How does this work financially for you guys? Are you getting breaks from the stadiums? Will you guys be taking a major hit financially this year because of the way the schedules would play out?

I think there’s really no way around it – we’re definitely going to be taking a hit financially just with limited capacity. Yes, stadiums are working with us, we have great relationships across the board with all the stadiums that we’re racing at as well as all the stadiums we’ve historically raced at, but, they’re challenged as well because although we’re at 20 to 25 percent capacity, we’re still opening the entire stadium because we’re spreading those fans out. So, their staffing numbers are going to be the same, if not greater than normal, to deal with the different safety protocols. We’re definitely working with them, definitely going to be a challenge financially, but something we’re obviously aware of and doing our best to make the best of the situation.

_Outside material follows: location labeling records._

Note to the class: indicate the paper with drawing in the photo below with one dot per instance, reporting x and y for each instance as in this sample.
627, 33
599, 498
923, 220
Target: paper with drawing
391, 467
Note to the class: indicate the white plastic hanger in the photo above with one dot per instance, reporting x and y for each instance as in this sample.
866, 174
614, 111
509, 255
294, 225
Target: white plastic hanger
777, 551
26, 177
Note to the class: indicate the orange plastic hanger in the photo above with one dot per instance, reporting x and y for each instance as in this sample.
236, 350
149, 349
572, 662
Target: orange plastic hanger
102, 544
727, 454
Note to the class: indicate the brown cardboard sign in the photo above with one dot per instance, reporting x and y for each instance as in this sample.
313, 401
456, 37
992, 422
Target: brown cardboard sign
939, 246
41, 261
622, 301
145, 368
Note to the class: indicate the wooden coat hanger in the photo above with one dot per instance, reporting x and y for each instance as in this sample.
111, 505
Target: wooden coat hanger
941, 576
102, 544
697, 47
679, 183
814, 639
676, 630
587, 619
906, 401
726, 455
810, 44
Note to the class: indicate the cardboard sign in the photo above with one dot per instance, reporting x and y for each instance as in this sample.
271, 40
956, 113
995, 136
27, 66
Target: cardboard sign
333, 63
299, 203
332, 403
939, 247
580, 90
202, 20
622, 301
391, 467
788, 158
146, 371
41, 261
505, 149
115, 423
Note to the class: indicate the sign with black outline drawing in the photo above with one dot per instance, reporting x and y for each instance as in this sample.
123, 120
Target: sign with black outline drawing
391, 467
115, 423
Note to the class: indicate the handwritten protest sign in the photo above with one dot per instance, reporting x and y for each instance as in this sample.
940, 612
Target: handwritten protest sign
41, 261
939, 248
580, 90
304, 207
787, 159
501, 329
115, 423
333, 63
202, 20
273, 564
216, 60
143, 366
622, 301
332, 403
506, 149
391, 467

In terms of the teams and their financial commitment to the series, is this schedule, does it make it easier for the teams financially or is it about the same?

Right. I think just anecdotally, we haven’t spoken specifically to teams in how this affects them financially. I can tell you that working through Salt Lake City, obviously it was to their benefit financially. We were at one place for seven rounds. Even though they were there in the state for three and a half weeks, it definitely helped them financially. It’s obvious that their transportation costs are going to be quite low, considering we’re only going to call it six events, six venues at the moment. So, I don’t know and I can’t speak to all of their different financial models. But like I said, anecdotally, at least it appears on paper that it’s going to benefit them for sure.